La toracentesi ha anche una valenza terapeutica: consente infatti di drenare versamenti pleurici di significativa entità con un immediato miglioramento nella respirazione del paziente.
La complicanza più frequente della manovra è costituita dalla formazione di una falda di pneumotorace (ovvero presenza di aria libera nel cavo pleurico). Per questo è consigliabile effettuare una radiografia del torace di controllo, subito dopo la toracentesi stessa.

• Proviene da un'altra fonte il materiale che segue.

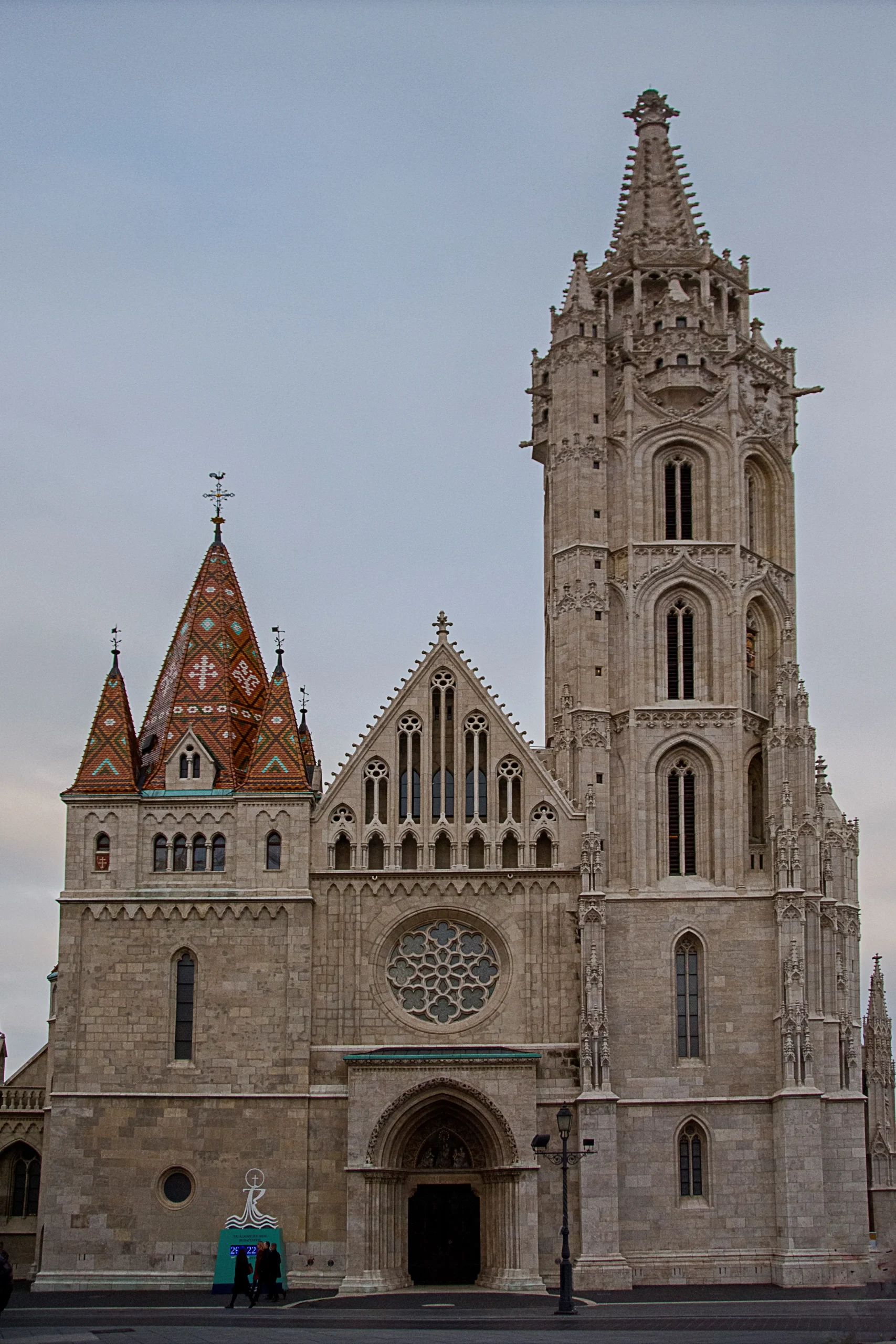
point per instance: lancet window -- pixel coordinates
(375, 792)
(442, 692)
(692, 1150)
(688, 998)
(510, 791)
(679, 499)
(184, 995)
(681, 819)
(409, 768)
(476, 766)
(680, 651)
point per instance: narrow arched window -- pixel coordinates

Qualora con tutte le indagini sino ad ora esposte non si riescano a ottenere una precisa diagnosi istologica e/o una corretta stadiazione della malattia, è necessario ricorrere a manovre di pertinenza chirurgica. Tutte queste indagini necessitano di consulenza anestesiologica e comportano il ricovero del paziente. Queste indagini non sono effettuate di routine, ma nolo nel caso di reale necessità e comprendono:
1. Mediastinoscopia cervicale.
Consente, tramite un’incisione a livello del giugulo,, di esplorare la metà superiore del mediastino compresi tessuti che circondano la porzione intratoracica della trachea, la biforcazione tracheale e la porzione prossimale del bronchi principali.
2. Mediastinoscopia cervicale estesa.
Consente di valutare stadiazioni linfonodali aggiuntive rispetto alla precedente.
3. Mediastinoscopia anteriore.
Ha una cicatrice di accesso più ampia delle precedenti e consente anche una valutazione della operabilità di carcinomi del lobo superiore sinistro.
4. Toracoscopia video assistita (VATS)
Consente, tramite l’inserimento di uno strumento a fibre ottiche attraverso una piccola incisione nella parete toracica, di esaminare direttamente la pleura viscerale e parietale e di eseguire biopsie pleuriche mirate.